Un record porté par l’effet Paris 2024
La progression de 59 % en 2023 à 61 % en 2025 n’est pas anodine. Elle intervient dans le sillage des Jeux olympiques et paralympiques de Paris, qui semblent avoir donné une impulsion durable à la pratique. L’enquête, menée par l’INJEP entre juin et juillet 2025 auprès de 4 019 personnes en métropole et dans les Outre-mer, confirme un mouvement de long terme plutôt qu’un simple pic d’enthousiasme.
Autre signal fort : l’écart entre femmes et hommes s’est presque effacé. Il n’était plus que d’un point en 2025, contre six points en 2018. La pratique sportive se démocratise donc autant qu’elle se féminise, loin de l’image d’un sport réservé aux plus jeunes ou aux plus performants.
La santé plutôt que la performance
Interrogés sur leurs motivations, les Français placent très majoritairement la santé et le bien-être en tête, loin devant la compétition. Cette approche « forme » explique le succès des activités les plus accessibles. La marche et la course à pied constituent ainsi la famille d’activités la plus répandue : 32 % des personnes en pratiquent chaque semaine en 2025, contre 25 % en 2018.
Le plein air séduit lui aussi : près d’un pratiquant sur deux (46 %) déclare bouger principalement en extérieur, dans la nature ou en ville. Nul besoin d’abonnement coûteux ni d’équipement sophistiqué pour s’y mettre — un constat qui rejoint les préoccupations de santé publique autant que celles du portefeuille.
Les nouvelles disciplines qui montent
Si la marche reste reine, l’année 2026 voit émerger des pratiques plus ludiques et sociales. Les observateurs du secteur citent régulièrement :
- Le padel, qui combine effort, convivialité et facilité d’accès pour les débutants ;
- Le pilates, plébiscité pour le renforcement musculaire, la souplesse et la prévention des blessures ;
- Le Hyrox, format hybride mêlant course et exercices fonctionnels, qui séduit les amateurs de défis ;
- Le float fit, plus confidentiel, pratiqué sur une planche flottante en piscine.

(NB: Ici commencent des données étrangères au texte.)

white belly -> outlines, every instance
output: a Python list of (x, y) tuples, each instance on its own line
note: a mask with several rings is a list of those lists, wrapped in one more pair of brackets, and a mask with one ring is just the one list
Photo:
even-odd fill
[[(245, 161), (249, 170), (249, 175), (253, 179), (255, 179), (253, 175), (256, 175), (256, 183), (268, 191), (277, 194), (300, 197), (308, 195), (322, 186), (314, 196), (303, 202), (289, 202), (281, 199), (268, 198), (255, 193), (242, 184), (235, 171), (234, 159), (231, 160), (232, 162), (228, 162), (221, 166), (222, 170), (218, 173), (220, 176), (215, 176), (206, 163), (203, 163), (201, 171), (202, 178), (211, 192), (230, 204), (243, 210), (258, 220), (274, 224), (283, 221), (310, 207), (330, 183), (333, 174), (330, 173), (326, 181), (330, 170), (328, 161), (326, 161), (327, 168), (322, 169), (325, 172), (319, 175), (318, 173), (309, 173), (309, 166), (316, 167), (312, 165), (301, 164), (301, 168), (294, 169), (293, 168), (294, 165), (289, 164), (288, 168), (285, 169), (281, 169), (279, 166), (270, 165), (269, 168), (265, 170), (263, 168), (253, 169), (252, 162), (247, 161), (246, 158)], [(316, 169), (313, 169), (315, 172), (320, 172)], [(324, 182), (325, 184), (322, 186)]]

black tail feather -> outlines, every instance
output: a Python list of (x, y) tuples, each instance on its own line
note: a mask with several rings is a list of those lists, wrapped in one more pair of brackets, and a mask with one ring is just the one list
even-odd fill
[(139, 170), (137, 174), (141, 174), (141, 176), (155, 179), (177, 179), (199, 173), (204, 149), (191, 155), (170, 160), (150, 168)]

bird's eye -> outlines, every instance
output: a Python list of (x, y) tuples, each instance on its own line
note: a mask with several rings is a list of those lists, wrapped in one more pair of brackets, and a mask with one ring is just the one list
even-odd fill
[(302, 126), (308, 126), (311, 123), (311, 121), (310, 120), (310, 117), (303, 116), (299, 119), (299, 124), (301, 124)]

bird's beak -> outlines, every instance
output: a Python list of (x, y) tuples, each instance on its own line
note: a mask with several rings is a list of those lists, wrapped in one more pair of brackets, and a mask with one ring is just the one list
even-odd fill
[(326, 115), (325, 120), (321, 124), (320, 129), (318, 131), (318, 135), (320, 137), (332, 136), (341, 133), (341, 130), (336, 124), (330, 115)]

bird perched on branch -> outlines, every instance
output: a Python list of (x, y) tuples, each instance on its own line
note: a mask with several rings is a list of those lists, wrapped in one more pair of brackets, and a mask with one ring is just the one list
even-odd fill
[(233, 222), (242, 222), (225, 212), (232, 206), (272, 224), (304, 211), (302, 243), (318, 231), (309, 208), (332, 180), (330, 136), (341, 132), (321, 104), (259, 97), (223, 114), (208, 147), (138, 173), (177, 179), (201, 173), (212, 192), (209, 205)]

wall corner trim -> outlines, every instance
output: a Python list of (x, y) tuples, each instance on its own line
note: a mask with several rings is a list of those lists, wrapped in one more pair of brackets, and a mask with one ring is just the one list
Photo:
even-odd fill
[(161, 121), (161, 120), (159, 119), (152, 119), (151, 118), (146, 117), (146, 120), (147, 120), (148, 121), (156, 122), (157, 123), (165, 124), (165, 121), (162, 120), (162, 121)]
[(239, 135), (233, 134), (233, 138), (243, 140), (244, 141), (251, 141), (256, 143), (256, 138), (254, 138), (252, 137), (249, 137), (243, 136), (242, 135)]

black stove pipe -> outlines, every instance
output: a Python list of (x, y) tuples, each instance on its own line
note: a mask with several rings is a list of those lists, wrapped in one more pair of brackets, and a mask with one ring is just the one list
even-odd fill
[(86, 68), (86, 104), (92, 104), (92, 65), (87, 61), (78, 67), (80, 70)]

Ces tendances traduisent une envie de bouger autrement : mêler l’effort, le jeu et le lien social, plutôt que la seule recherche de résultats chiffrés. Le succès des formats collectifs et des zones spécialisées en salle va dans le même sens.
Ce que cela change concrètement
Pour le grand public, ce virage a des conséquences très concrètes. La barre d’entrée n’a jamais été aussi basse : marcher trente minutes par jour, courir le week-end ou rejoindre un cours de fitness près de chez soi suffit à rejoindre la majorité désormais active. Les bénéfices, eux, sont documentés — meilleure santé cardiovasculaire, réduction du stress, sommeil de meilleure qualité.
Reste une nuance à garder en tête : une pratique déclarée « régulière » ne dit rien de son intensité. La vraie question des années à venir ne sera peut-être plus de faire bouger les Français, mais de les aider à bouger suffisamment, et durablement.
Questions fréquentes
Combien de Français pratiquent une activité physique régulière ?
Selon le baromètre national des pratiques sportives de l’INJEP, 61 % des personnes de 15 ans et plus déclaraient une pratique régulière en 2025, soit 7 points de plus qu’en 2018.
Quelle est l’activité la plus pratiquée en France ?
La marche et la course à pied forment la famille la plus répandue : 32 % des Français en pratiquent chaque semaine, un chiffre en nette hausse depuis 2018.
Pourquoi les Français font-ils du sport aujourd’hui ?
La santé et le bien-être sont la première motivation, loin devant la compétition. Cette approche explique le succès des activités accessibles comme la marche, la course ou le pilates.